Fresh water is a precious, non-renewable resource that is essential for life. People depend on it for drinking, transportation, livelihoods, and recreation. Water also provides habitat for many plants and animals. The manner in which this resource is protected has a direct impact upon the natural and human communities. Shenandoah National Park lies at the headwaters for three of Virginia’s watersheds.


Following the park and classroom activities, the students will be able to

  1. Define the following terms: watershed, headwaters, macroinvertebrate, abiotic, pH, dissolved oxygen, point and non-point source pollution;
  2. Describe the composition of a watershed and identify the Virginia regional watershed in which they live;
  3. Determine the water quality of the streams in Shenandoah National Park based on scientific investigation and the study of macroinvertebrate communities;
  4. Predict the impacts on the health of a watershed ecosystem from natural events and human activities;
  5. Assess Shenandoah National Park's role in protecting water resources and evaluate the effect of human behaviors on watersheds.

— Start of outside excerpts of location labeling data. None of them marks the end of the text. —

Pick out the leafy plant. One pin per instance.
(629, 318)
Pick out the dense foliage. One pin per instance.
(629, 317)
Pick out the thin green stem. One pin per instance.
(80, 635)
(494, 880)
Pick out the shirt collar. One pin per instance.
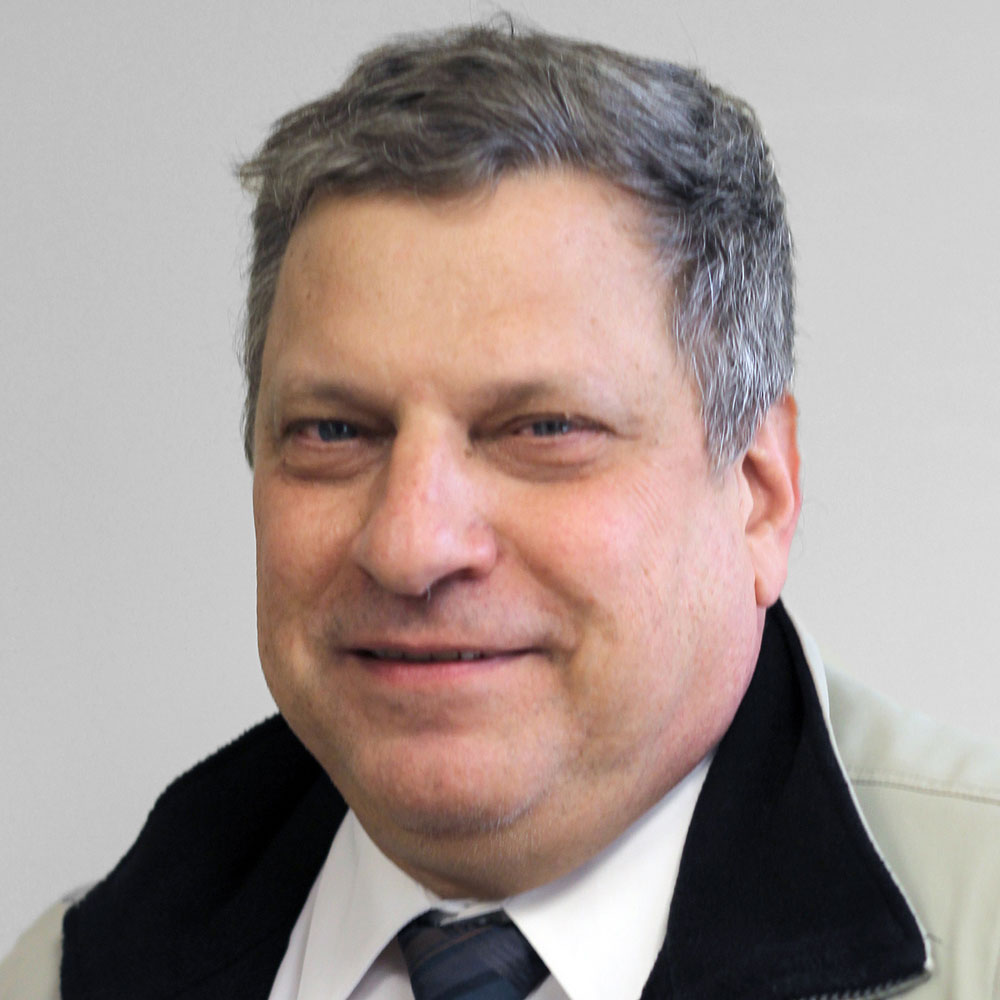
(603, 921)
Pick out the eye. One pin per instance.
(551, 427)
(323, 431)
(334, 430)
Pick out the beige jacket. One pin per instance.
(930, 798)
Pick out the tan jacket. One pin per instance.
(930, 798)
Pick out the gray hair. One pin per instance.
(453, 112)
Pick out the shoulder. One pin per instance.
(930, 795)
(31, 970)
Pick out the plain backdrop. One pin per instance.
(127, 645)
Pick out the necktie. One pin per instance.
(482, 958)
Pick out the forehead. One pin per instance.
(546, 278)
(536, 235)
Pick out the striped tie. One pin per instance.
(482, 958)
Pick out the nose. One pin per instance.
(424, 524)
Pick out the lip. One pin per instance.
(425, 663)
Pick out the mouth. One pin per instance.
(396, 655)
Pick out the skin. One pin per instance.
(473, 434)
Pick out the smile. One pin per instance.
(444, 656)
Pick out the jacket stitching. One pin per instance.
(984, 796)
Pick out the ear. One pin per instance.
(770, 477)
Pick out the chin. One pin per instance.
(438, 797)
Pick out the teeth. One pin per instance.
(443, 656)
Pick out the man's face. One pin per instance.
(502, 597)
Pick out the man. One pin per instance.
(518, 352)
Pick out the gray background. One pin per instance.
(127, 645)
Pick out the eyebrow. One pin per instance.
(497, 394)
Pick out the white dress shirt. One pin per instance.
(598, 929)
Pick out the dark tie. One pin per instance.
(481, 958)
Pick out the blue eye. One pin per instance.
(335, 430)
(552, 427)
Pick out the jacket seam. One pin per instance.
(985, 796)
(996, 978)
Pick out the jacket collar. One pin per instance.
(780, 891)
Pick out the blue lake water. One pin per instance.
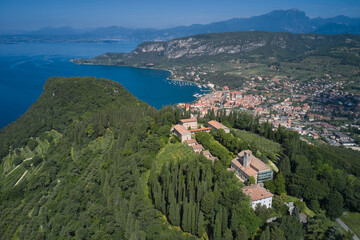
(24, 69)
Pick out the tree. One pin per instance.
(227, 235)
(269, 184)
(284, 166)
(217, 227)
(251, 180)
(207, 202)
(265, 235)
(291, 227)
(334, 205)
(279, 183)
(276, 233)
(296, 213)
(200, 224)
(318, 226)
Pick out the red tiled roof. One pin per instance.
(197, 146)
(188, 120)
(199, 129)
(248, 171)
(190, 141)
(256, 192)
(180, 129)
(256, 163)
(216, 124)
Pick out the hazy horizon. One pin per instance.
(33, 15)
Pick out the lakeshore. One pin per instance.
(26, 67)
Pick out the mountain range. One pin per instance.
(292, 21)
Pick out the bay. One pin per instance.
(25, 67)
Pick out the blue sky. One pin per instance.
(34, 14)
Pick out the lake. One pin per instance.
(25, 67)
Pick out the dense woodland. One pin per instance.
(90, 161)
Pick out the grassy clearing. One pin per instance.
(173, 151)
(352, 220)
(303, 208)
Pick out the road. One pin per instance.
(342, 224)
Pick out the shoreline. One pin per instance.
(160, 69)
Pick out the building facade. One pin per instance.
(258, 195)
(215, 125)
(181, 132)
(189, 123)
(246, 165)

When rain or snowmelt saturates the ground, the excess water becomes runoff that eventually collects in a stream channel, lake, reservoir, or other body of water. The collection area from where all this water drains is called the drainage basin or watershed. High elevation areas called divides or ridgelines separate watersheds.

The Virginia Department of Game and Inland Fisheries defines 12 major watersheds in Virginia: Big Sandy, Chowan, Clinch, Eastern Shore, Holston, James, New, PeeDee, Potomac-Shenandoah, Rappahannock, Roanoke, and York. In addition there are 497 sub-watersheds, made up of small creeks and streams that flow into larger ones before merging into the major rivers. Five of the major watersheds (60% of Virginia) are part of the larger Chesapeake Bay watershed, which covers 64,000 square miles in six states. Shenandoah National Park, located along the crest of the Blue Ridge Mountains, is at the headwaters of three of these watersheds, the Potomac-Shenandoah, Rappahannock, and James. All the streams that flow out of the park pass through numerous farms, towns, and cities, eventually reaching the Chesapeake Bay and the Atlantic Ocean.

The quality or health of a body of water can be measured by investigating the water chemistry and the types of organisms living in the water. Oxygen content, pH, and mineral content are typical abiotic (non-living) factors that affect water chemistry. pH measures the relative acidity and alkalinity of a substance. pH levels range from 0 (highly acidic) to 14 (extremely alkaline), with 7 being the neutral rating given to distilled water. Most plants and animals prefer a balanced or almost neutral pH level. Dissolved oxygen (DO) is a measure of the water's oxygen content in parts per million (ppm). A DO reading of 5-15 ppm provides ideal conditions for most aquatic organisms and generally indicates a healthy body of water.

Macroinvertebrates are the tiny invertebrate (without backbones) animals that are found in aquatic ecosystems. Examples include such animals as crayfish, mussels, aquatic snails, aquatic worms, and the aquatic larvae of insects such as mayflies, stoneflies, caddisflies, and dragonflies. Many macroinvertebrates require clean, highly oxygenated water to survive. The presence (or absence) of specific macroinvertebrates can indicate the relative health of the water habitat.

Water pollution is caused when harmful chemical or waste materials are discharged or deposited into the water. Point source pollution can be traced to a single source such as a factory or sewage treatment plant while non-point source pollution comes from a variety of sources or over a wide area such as runoff from farmland or city streets. Acid rain, fertilizer runoff, human and animal waste, chemicals, and sediments from erosion can dramatically affect the natural balance of watersheds and alter the water chemistry. Many animals are pollution "sensitive" and are unable to survive when the water conditions change. Irresponsible human actions can have significant impact on the fresh water supply that plants, animals, and people depend on for survival.